Tens of thousands of German students marched on Bonn yesterday to protest against cuts in higher education in the biggest student demonstration in the city for 20 years. Students at 50 of Germany's 300 universities and third-level colleges are boycotting lectures and student leaders are planning to extend the protests.
Large banners draped over Bonn university's main building ridiculed the government's reforms, demanding that Mr Kohl and the education minister, Mr Juergen Ruettgers, be fined as they had spent eight and nine years at university, respectively.
In a free university system where less than one in 10 students receives state grants, the protesters demanded binding pledges that tuition fees would not be introduced. The situation at the moment is growing desperate, with 1.9 million studying in a university network designed to accommodate half that number.
"The politicians are just trying to exploit our protest, supporting us verbally, but doing nothing," said Mr Tom Weiler (25), a chemistry student from Koblenz, who said the state of dilapidation in his faculty is so advanced it rains through the roof of his laboratory.
There were smaller, satellite protests in other German cities yesterday, with students marching behind banners declaring "Education will be finished by the end of the millennium" and "Knowledge is dying".
Politicians of all parties expressed support for the students, who complain that spending cuts have led to inadequate libraries, antiquated laboratories, overcrowded lecture halls and over-stretched lecturers.
Senior politicians from the opposition Social Democrats (SPD) and Greens joined the march. The SPD chairman, Mr Oskar Lafontaine, blamed Chancellor Helmut Kohl's centre-right government for the problems in higher education.
But government ministers also took the side of the students, pointing out that education is the responsibility of Germany's federal states, most of which are governed by the Social Democrats.
The students are demanding more funding for the universities and colleges and a thorough overhaul of the system of state-funded student maintenance. Grants are currently calculated according to the income of a student's parents but the demonstrators insist all students should receive state support.
The protests have awakened memories of the great student protests of 1968 which shaped the generation of Germans who now occupy many influential positions.

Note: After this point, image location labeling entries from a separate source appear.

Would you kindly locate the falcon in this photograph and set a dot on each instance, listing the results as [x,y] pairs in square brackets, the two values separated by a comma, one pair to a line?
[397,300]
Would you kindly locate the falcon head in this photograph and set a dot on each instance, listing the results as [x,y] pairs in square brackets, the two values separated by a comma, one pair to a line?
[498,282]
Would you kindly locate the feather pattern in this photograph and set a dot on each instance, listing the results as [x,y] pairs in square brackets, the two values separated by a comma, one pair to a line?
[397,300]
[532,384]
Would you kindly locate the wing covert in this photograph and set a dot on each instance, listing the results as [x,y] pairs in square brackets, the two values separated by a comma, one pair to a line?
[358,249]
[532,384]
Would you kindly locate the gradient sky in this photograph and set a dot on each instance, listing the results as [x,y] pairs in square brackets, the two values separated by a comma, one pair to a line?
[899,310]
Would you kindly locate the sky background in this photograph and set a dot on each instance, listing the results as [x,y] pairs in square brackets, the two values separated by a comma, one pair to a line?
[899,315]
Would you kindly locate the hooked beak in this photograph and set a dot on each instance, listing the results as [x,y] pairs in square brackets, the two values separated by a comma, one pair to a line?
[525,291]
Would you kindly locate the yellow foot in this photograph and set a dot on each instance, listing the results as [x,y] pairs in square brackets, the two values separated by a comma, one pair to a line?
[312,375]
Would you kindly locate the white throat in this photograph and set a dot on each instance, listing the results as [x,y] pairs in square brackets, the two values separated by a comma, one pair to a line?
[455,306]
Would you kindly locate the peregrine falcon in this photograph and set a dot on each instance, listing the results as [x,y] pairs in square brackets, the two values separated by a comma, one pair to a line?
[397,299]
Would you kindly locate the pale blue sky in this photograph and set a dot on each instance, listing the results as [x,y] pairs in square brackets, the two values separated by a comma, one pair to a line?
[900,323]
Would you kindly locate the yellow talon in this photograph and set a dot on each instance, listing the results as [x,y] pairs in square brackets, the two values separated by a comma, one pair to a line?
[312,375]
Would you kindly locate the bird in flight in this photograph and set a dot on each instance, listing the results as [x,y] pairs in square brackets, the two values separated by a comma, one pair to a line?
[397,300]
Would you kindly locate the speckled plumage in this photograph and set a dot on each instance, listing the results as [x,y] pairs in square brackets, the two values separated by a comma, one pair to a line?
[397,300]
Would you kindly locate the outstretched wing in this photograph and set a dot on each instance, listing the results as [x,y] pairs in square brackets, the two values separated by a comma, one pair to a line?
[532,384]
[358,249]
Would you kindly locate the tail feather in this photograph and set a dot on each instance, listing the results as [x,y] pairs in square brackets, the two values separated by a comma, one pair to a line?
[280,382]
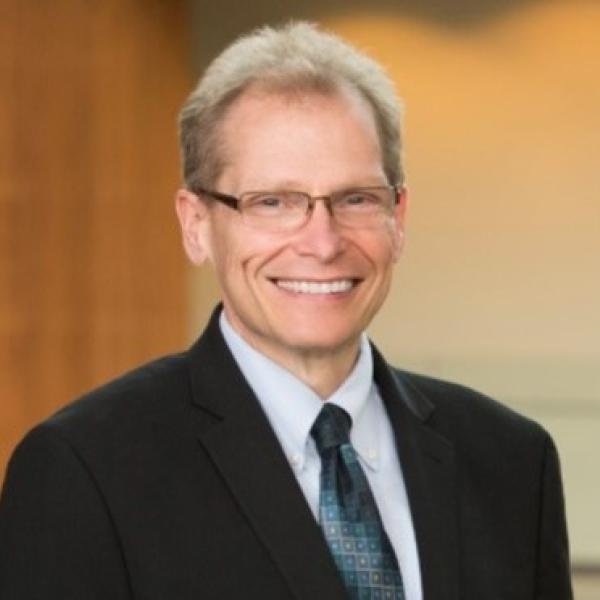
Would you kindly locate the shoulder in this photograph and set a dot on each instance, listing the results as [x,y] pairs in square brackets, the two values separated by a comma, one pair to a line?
[469,417]
[118,408]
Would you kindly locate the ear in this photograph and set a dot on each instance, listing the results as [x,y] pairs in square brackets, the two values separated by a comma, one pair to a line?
[400,221]
[193,217]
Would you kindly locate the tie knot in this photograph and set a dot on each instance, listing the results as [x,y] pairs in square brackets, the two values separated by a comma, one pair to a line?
[331,427]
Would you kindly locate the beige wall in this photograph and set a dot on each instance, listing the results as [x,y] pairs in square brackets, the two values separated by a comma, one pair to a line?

Today's students are less politically aware than their predecessors, however, and their protests are focused exclusively on their own concerns. The 1968 protests were a revolt against the smug, prosperous society that emerged in Germany after the second World War, as well as being part of a worldwide youth rebellion.
Yesterday's student demonstrators in Bonn were thoroughly good-humoured, dancing to samba drums and singing witty pastiches of popular songs.
There was no violence or vandalism and, when the demonstration ended, police praised the disciplined behaviour of the protesters. That would not have happened in 1968.